We announced some important new capabilities to our service today: FirstRain Blog Impact Reports and Capital Market Reports. The key breakthrough is that we can now detect spikes in blogs – which are based on normalized trends over time so you can see when there is truly a change in posting volume – and so quickly see what the blog chatter is that may be impacting the market.
This is an enormous time savings for our users. No more need to set up thousands of RSS readers and troll through them. No more wondering if you are missing rare posts on quiet companies. We’ve determined the most influential blogs at the time, based on our MarketScore algorithms which consider prominence, authority and reach to figure out which blogs to include in your report – and then they are tightly presented as lists linked to the original posts and the FirstRain system.
It’s the first time there is an automated way to systematically include blogs into the investment research process!
The second set of reports are about the capital markets themselves and their interaction with the web. We correlate web results with hedge fund trends, market movers and the short interest – presenting web results directly tied to one of these effects – and in an automated, thorough but prioritized way so our users don’t have to look anywhere else and can quickly see what’s being reported on the web related to the trend.
From our press release:
“… today announced the release of two new qualitative analytics packages-FirstRain Blog Monitor and FirstRain Capital Markets Monitor-that report on the interaction between web results and the market to enable better decisions. These products build on FirstRain’s cutting-edge qualitative analytics technology which distills unstructured data from across the vast web into concise data points and trends that matter to professionals.

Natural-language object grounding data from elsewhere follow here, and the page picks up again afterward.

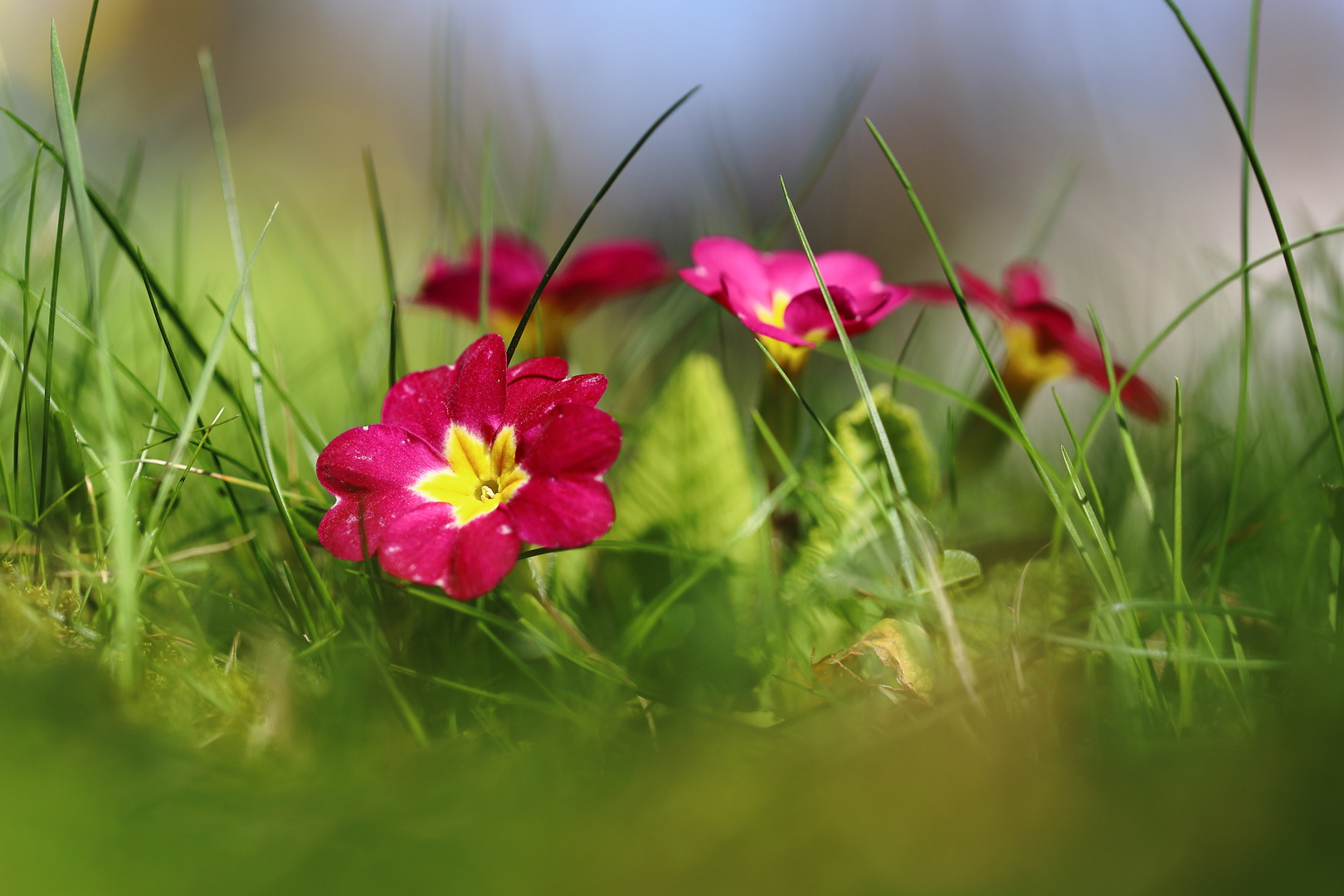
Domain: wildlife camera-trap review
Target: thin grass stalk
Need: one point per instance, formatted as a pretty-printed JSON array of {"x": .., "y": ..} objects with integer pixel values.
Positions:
[
  {"x": 1183, "y": 672},
  {"x": 1248, "y": 323},
  {"x": 825, "y": 145},
  {"x": 1294, "y": 278},
  {"x": 56, "y": 268},
  {"x": 385, "y": 250},
  {"x": 197, "y": 395},
  {"x": 902, "y": 504},
  {"x": 236, "y": 236},
  {"x": 179, "y": 242},
  {"x": 1127, "y": 440},
  {"x": 578, "y": 225},
  {"x": 953, "y": 281},
  {"x": 124, "y": 533},
  {"x": 19, "y": 418},
  {"x": 485, "y": 231}
]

“The investing and management communities have largely been without a comprehensive strategy when it comes to understanding and exploiting rich information from the web, particularly the impact that blogs have on the markets,” said Sean O’Dowd, capital markets senior analyst at IDC Financial Insights. “FirstRain’s reports are an important step to bridging this gap in the research process, allowing the analysis of qualitative data on the web beyond just tactical means of tracking names at the peak of market focus.”"
We’re headed to SIFMA in New York this week and very excited to show this new way of using the web as a research database to our users and prospects.

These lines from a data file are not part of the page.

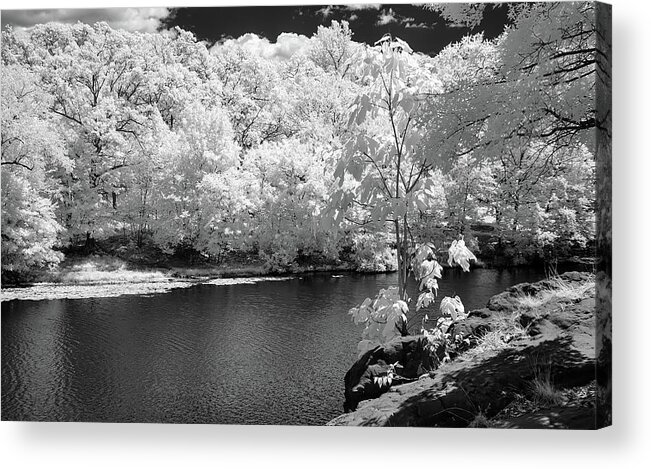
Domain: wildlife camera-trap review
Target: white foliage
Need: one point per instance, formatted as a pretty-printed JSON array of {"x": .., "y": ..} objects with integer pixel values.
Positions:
[
  {"x": 382, "y": 316},
  {"x": 460, "y": 254},
  {"x": 452, "y": 307}
]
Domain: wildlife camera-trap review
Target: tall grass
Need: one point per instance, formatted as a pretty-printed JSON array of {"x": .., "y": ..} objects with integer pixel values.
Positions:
[
  {"x": 543, "y": 391},
  {"x": 558, "y": 290},
  {"x": 107, "y": 271}
]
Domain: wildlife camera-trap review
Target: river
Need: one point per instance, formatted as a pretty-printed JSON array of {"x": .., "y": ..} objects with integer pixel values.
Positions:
[{"x": 266, "y": 353}]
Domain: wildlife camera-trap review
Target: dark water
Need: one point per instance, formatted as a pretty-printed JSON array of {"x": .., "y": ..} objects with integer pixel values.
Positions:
[{"x": 267, "y": 353}]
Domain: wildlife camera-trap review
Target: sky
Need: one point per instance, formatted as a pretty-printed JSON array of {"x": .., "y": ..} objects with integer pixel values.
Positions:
[{"x": 280, "y": 29}]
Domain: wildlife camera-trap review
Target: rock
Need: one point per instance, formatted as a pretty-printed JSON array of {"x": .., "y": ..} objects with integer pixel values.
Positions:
[
  {"x": 408, "y": 351},
  {"x": 560, "y": 342},
  {"x": 574, "y": 418}
]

We’ve been doing studies of the volume of unique information on blogs and some interesting facts are coming out. With the exception of prominant tech blogs like TechCrunch, there’s a general lack of understanding/belief in the investment community about whether blogs matter or not so we’ve set out to quantify how often original and meaningful information is published on a blog first.
The challenge with blogs is that while they are exploding in volume, they are often junky and duplicative. And sometimes they are outright copies, called Splogs, designed solely to generate advertising revenue.
It takes technology, like ours, to make sense of the blog world and to identify both the quality of the source and the frequency of original posts so we can quickly identify when a unique (original) piece of information appears on a blog first (and earliest). We not only identify uniqueness, we normalize it to typical volumes by company so we can identify when a change in volume is occurring and so alert our user that there is a change in blog volume, from quality blogs, about his/her company.
When we do exhaustive analysis of blog content vs. news content, across all news sources we process (many, many thousands and far broader than retail aggregators like Google News), we see typically one new, material post per month for 80% of the large cap companies. So, if you are managing a portfolio of 100 equities, we are talking about 80 unique, meaningful pieces of information per month that you will miss – completely unacceptable for the institutional investor. And using RSS readers won’t cut it because of the level of junk and duplication – you’ll miss the one in a thousand that was different and original.